Current interface design practices are based on user models and descriptions derived almost exclusively from studies of able-bodied users (Keates et al., 1999). However, such users are only one point on a wide and varied scale of physical capabilities.
Users with a number of different physical impairment conditions have the same desire to use computers as able-bodied people (Busby, 1997), but cannot cope with most current computer access systems (Edwards, 1995).
It is important to identify the differences in interaction for users of differing physical capability, because the border between the labels ‘able-bodied’ and ‘motion-impaired’ users is becoming increasingly blurred as the generation of computer users inexorably becomes older and physically less capable.
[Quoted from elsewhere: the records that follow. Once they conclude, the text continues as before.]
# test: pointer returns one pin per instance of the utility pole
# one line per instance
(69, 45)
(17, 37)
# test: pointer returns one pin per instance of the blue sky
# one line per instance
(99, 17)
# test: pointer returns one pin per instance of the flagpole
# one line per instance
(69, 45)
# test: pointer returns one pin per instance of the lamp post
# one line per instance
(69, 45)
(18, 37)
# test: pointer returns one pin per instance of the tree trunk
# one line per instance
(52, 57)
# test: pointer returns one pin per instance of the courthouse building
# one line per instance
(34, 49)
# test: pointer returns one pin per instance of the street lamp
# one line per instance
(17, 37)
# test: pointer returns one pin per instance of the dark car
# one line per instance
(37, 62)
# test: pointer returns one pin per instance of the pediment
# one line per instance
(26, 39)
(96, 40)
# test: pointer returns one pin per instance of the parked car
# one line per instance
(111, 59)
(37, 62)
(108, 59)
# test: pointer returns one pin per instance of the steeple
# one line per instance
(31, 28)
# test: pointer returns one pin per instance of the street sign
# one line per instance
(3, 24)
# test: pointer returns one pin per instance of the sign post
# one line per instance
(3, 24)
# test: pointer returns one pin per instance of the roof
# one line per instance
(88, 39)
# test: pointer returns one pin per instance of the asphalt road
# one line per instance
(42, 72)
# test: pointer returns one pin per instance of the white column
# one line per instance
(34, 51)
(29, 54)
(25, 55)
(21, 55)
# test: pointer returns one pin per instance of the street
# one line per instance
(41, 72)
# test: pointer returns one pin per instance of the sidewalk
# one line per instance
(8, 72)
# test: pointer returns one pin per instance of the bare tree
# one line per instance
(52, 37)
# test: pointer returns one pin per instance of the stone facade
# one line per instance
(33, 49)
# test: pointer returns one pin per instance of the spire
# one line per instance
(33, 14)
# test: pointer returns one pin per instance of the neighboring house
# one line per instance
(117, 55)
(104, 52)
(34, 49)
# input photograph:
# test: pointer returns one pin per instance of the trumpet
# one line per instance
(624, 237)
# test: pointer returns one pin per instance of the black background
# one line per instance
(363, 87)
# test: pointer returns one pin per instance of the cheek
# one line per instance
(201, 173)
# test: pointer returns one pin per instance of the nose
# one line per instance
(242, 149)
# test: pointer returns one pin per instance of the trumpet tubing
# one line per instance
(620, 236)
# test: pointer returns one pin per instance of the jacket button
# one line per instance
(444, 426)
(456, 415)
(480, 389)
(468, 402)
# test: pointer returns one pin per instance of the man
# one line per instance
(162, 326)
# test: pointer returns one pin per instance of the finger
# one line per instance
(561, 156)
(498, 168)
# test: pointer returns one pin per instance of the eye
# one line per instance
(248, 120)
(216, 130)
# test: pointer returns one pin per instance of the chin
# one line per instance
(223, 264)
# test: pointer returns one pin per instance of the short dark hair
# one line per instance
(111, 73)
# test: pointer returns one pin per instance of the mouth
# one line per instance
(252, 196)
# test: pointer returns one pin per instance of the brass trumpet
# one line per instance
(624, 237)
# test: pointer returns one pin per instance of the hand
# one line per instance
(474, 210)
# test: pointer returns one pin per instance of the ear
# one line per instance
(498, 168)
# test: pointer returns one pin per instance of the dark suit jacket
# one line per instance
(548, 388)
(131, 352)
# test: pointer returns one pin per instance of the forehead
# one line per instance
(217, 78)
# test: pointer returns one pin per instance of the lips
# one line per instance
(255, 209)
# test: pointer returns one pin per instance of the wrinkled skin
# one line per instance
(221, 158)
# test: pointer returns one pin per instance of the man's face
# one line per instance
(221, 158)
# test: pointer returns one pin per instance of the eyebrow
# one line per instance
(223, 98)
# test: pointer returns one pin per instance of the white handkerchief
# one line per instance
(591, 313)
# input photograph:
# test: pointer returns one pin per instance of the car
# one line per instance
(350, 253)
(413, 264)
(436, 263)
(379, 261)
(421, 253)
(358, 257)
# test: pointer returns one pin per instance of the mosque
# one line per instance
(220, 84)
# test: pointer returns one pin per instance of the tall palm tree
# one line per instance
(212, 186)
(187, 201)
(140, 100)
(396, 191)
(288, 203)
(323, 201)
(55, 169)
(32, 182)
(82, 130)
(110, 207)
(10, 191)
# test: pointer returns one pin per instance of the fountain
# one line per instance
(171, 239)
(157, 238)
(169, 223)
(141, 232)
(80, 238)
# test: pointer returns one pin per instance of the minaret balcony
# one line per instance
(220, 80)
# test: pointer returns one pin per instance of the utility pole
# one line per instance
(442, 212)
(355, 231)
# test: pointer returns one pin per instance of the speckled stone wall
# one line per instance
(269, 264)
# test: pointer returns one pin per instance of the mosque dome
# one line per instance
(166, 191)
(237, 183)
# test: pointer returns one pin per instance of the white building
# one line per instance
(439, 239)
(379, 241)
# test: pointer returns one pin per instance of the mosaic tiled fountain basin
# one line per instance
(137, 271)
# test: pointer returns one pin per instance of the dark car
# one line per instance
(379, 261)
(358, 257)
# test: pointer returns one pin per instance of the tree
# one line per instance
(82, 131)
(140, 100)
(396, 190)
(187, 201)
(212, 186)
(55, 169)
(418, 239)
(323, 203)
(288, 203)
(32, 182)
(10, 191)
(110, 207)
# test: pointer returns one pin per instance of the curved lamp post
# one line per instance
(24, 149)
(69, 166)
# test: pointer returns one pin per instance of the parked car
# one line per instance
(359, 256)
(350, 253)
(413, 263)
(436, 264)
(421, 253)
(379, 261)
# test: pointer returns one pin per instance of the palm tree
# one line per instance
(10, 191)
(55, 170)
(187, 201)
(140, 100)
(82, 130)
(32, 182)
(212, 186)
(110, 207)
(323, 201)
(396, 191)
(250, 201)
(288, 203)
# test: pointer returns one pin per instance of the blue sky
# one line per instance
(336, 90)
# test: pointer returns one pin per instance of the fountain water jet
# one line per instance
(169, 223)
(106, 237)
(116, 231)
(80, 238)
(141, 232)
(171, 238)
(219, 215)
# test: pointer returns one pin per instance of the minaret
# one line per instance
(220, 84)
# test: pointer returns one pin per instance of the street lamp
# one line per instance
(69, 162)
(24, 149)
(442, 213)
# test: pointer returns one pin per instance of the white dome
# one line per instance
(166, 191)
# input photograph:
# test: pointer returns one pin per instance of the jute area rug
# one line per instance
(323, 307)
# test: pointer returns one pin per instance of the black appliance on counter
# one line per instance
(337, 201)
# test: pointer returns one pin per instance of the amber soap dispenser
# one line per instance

If user models are to retain their relevance, then they have to be able to reflect users' physical capabilities (Stary, 1997).
Through empirical studies, this paper will show that there are very important differences between those with motion-impairments, whether elderly or disabled, and able-bodied users when they interact with computers. It attempts to quantify where those differences occur in the interaction cycle with the use of a very straightforward user model, the Model Human Processor (MHP) (Card, Moran and Newell, 1983), which describes interaction purely in terms of perception, cognition and motor component times. Although this model is simplistic compared to the more recent sophisticated models, it affords a simple and valuable insight into interaction cycles and offers a building block on which to base more comprehensive models. This work is predicated on the idea that the use of this model in detailed analysis of the basic interaction cycle will provide a means for studying motion impairment at both an individual and general level.